45Autores que estudam a pesquisa-ação delimitam diversos tipos de pesquisa-ação (Thiollent, 1986; Bradbury, 2015). Pesquisas mais contemporâneas sobre esta estratégia de pesquisa ampliam seu escopo transcendendo seu caráter de metodologia, caracterizando a pesquisa-ação como um movimento, nas palavras de Bradbury:
Vamos pensar nos pesquisadores da pesquisa-ação como constituindo um movimento que está comprometido com modelos alternativos para a criação de conhecimento transformador (Bradbury, 2015, p. 59, tradução livre)

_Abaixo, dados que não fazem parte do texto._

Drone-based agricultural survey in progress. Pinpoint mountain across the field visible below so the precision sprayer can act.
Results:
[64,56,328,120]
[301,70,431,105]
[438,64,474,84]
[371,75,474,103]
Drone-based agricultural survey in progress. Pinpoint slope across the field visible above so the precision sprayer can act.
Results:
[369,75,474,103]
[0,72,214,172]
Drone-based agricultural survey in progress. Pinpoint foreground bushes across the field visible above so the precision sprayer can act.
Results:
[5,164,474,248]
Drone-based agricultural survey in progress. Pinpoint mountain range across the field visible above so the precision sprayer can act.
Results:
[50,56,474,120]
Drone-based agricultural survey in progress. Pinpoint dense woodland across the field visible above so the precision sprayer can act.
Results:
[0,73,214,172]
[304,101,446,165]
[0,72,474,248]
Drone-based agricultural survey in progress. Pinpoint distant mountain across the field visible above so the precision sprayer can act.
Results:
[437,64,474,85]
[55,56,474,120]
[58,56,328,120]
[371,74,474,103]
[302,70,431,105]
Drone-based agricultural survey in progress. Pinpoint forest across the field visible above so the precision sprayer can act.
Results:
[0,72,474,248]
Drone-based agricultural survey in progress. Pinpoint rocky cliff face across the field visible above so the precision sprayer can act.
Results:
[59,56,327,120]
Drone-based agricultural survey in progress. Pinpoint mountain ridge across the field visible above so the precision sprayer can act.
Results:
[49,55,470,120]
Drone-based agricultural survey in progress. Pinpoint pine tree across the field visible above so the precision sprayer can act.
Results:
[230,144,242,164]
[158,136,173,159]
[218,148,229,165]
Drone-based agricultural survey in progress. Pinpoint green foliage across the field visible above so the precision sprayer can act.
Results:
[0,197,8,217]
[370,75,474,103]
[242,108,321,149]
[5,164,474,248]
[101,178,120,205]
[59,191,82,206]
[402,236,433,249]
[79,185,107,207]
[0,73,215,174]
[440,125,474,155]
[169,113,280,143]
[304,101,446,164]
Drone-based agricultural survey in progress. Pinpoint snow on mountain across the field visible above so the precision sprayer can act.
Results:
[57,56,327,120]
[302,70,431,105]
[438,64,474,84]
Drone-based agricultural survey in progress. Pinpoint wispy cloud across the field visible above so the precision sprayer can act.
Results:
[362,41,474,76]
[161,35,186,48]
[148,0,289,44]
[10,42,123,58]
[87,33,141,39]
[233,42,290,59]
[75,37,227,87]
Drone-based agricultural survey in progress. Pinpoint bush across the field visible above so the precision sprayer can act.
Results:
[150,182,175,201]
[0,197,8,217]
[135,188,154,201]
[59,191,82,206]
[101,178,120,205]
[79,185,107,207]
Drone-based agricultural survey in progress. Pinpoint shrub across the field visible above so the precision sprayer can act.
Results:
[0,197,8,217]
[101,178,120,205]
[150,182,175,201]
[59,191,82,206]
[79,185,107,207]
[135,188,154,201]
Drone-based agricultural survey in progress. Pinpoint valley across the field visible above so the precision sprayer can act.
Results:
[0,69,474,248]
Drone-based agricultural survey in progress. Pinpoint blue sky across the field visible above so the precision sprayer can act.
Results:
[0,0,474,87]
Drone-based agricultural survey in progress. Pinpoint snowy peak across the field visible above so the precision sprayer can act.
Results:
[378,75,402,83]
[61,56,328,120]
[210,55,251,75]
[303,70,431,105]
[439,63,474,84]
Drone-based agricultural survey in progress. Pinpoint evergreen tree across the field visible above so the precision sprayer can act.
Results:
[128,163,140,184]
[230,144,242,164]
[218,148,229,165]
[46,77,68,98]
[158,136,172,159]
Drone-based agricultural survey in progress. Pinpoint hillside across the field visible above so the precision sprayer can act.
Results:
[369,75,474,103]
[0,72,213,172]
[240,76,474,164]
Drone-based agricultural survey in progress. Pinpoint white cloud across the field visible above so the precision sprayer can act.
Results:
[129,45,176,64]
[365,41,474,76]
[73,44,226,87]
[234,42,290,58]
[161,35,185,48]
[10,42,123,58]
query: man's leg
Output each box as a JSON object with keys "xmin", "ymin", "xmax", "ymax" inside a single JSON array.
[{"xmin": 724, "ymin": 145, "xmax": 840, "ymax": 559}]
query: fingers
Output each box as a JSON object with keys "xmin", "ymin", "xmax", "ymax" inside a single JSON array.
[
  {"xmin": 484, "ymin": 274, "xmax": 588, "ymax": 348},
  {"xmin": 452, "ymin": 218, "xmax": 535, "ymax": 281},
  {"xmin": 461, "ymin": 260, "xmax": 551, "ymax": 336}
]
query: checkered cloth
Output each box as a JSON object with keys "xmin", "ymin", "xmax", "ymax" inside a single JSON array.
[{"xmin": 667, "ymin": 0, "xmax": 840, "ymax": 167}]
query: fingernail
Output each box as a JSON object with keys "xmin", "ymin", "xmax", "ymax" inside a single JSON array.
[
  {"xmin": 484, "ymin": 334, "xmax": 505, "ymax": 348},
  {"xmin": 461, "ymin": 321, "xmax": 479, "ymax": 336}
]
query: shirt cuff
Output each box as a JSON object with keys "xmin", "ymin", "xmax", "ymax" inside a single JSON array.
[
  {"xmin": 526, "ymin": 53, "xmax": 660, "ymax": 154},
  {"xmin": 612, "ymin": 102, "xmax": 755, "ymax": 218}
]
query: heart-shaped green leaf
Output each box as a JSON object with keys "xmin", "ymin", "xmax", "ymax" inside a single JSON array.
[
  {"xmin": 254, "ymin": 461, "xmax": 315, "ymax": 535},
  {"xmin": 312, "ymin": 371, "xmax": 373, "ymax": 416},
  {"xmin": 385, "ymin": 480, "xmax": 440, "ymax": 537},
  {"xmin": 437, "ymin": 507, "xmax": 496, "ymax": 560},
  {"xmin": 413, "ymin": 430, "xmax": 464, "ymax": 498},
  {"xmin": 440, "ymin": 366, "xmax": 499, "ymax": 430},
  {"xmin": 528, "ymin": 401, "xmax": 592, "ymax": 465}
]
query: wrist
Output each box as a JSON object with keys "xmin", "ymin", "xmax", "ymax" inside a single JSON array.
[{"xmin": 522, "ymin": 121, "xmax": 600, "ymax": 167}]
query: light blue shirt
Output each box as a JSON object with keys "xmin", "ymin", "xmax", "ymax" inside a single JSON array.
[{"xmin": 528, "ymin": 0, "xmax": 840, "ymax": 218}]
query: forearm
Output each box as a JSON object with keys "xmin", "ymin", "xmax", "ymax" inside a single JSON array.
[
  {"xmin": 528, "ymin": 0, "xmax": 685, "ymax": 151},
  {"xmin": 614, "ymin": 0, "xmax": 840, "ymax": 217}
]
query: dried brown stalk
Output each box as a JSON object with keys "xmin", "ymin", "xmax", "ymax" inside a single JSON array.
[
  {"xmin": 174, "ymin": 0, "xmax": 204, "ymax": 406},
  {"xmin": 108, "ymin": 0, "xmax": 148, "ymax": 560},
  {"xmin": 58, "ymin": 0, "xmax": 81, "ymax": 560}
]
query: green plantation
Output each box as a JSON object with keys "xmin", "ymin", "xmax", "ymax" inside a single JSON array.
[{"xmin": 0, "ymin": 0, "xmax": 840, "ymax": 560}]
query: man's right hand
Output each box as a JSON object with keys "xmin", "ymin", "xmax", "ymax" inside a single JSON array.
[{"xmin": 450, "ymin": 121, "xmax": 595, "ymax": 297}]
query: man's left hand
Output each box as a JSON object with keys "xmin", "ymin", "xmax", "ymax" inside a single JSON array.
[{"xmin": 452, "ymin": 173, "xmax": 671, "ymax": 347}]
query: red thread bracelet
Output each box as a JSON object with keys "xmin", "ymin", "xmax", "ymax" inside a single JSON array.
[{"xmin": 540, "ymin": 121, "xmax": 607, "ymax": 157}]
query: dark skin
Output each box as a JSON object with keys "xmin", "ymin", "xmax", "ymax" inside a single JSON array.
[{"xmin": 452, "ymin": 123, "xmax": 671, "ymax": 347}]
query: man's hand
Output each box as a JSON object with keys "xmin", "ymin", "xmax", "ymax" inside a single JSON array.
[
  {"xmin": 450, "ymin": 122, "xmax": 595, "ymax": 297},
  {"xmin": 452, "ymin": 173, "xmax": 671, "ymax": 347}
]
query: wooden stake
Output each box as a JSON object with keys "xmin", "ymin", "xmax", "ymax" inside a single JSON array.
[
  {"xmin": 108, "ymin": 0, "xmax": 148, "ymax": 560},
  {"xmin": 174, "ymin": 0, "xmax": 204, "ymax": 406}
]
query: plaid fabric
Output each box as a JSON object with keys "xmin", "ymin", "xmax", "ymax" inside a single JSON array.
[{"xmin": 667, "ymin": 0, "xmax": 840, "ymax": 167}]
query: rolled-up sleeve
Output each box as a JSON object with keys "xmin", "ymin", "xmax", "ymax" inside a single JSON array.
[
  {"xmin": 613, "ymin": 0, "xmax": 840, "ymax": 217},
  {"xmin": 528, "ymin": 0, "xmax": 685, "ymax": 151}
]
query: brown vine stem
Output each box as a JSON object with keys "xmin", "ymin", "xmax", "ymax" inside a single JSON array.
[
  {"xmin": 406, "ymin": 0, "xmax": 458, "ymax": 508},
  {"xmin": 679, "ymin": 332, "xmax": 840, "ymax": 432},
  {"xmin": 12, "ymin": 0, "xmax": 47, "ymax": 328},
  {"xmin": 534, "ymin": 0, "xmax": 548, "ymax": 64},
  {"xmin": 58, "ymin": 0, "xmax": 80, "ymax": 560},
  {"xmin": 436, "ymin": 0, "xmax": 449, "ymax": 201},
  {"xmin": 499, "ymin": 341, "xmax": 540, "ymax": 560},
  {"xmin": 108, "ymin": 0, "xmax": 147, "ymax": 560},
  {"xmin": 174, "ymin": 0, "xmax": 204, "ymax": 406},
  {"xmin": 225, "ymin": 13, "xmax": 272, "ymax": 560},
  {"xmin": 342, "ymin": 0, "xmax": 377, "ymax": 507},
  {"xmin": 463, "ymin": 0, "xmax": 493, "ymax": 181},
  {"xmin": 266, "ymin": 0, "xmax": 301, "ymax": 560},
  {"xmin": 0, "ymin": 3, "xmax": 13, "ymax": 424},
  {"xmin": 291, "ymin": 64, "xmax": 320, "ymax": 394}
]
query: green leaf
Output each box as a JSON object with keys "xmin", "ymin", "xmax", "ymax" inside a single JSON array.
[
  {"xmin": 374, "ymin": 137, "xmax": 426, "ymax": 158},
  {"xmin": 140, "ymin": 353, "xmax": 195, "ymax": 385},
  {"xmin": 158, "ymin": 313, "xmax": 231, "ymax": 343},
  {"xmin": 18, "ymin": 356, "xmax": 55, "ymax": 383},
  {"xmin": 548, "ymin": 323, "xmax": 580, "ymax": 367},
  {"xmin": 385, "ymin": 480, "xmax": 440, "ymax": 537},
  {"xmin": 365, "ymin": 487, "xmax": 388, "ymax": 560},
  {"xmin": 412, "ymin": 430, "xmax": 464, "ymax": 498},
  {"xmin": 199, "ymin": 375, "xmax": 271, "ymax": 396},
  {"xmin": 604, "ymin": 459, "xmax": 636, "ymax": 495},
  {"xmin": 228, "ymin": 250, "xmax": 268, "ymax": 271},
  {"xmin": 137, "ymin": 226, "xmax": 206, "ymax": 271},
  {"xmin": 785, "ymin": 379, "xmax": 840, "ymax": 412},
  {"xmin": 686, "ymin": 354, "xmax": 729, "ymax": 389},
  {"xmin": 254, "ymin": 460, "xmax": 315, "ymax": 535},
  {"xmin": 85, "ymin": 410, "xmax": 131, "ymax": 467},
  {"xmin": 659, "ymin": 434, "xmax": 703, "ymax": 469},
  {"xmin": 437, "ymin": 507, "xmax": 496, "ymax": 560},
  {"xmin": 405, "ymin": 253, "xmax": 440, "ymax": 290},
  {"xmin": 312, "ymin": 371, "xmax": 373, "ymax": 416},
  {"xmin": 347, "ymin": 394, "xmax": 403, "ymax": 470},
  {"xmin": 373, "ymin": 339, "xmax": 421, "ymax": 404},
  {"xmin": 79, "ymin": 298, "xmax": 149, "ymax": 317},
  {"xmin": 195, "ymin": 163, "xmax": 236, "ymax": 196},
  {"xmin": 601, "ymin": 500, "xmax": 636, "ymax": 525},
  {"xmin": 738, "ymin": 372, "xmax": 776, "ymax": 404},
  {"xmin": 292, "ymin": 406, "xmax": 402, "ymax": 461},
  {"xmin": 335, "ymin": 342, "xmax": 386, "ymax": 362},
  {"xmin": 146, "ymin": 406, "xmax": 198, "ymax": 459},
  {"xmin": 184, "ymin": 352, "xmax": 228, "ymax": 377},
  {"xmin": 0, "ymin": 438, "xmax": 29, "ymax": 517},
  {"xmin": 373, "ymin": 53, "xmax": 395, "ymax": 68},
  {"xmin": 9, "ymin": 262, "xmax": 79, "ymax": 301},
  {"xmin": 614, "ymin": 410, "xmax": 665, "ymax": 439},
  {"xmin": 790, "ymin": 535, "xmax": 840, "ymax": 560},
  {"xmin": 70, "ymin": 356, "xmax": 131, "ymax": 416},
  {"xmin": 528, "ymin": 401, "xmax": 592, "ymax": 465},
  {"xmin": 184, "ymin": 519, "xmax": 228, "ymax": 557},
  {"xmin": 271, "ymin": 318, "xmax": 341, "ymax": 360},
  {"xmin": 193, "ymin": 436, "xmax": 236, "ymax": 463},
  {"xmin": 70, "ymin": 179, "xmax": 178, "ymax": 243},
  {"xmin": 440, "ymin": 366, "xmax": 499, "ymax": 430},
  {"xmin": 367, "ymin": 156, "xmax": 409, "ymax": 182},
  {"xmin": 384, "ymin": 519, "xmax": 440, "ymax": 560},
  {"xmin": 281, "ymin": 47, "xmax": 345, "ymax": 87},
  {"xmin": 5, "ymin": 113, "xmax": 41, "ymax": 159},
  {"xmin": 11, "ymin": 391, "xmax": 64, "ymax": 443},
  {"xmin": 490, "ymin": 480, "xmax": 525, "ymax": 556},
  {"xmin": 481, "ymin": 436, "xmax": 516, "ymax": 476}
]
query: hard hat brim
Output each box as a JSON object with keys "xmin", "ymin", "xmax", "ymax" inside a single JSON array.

46A compreensão da pesquisa-ação enquanto movimento amplia sua delimitação enquanto apenas uma metodologia. Os pesquisadores contemporâneos, que adotam essa perspectiva, colocam a pesquisa-ação como sendo emancipatória (Bradbury, 2015), distinguindo-se, por exemplo, da compreensão de Thiollent (1986), que coloca a pesquisa-ação emancipatória como um dos tipos de pesquisa-ação. Segundo Bradbury (2015), a pesquisa-ação sem a preocupação emancipatória é desvitalizada e se restringe a um conjunto de técnicas acríticas. Já para Thiollent:
Muitos partidários restringem a concepção e o uso da pesquisa-ação a uma orientação de ação emancipatória e a grupos sociais que pertencem às classes populares ou dominadas. Nesse caso, a pesquisa-ação é vista como forma de engajamento sócio-político a serviço da causa das classes populares. Esse engajamento é constitutivo de uma boa parte das propostas de pesquisa-ação e pesquisa participante, tais como são conhecidas na América Latina e em outros países do Terceiro Mundo.
No entanto, a metodologia da pesquisa-ação é igualmente discutida em áreas de atuação técnico-organizativa com outros tipos de compromissos sociais e ideológicos [...] (Thiollent, 1986, p. 14).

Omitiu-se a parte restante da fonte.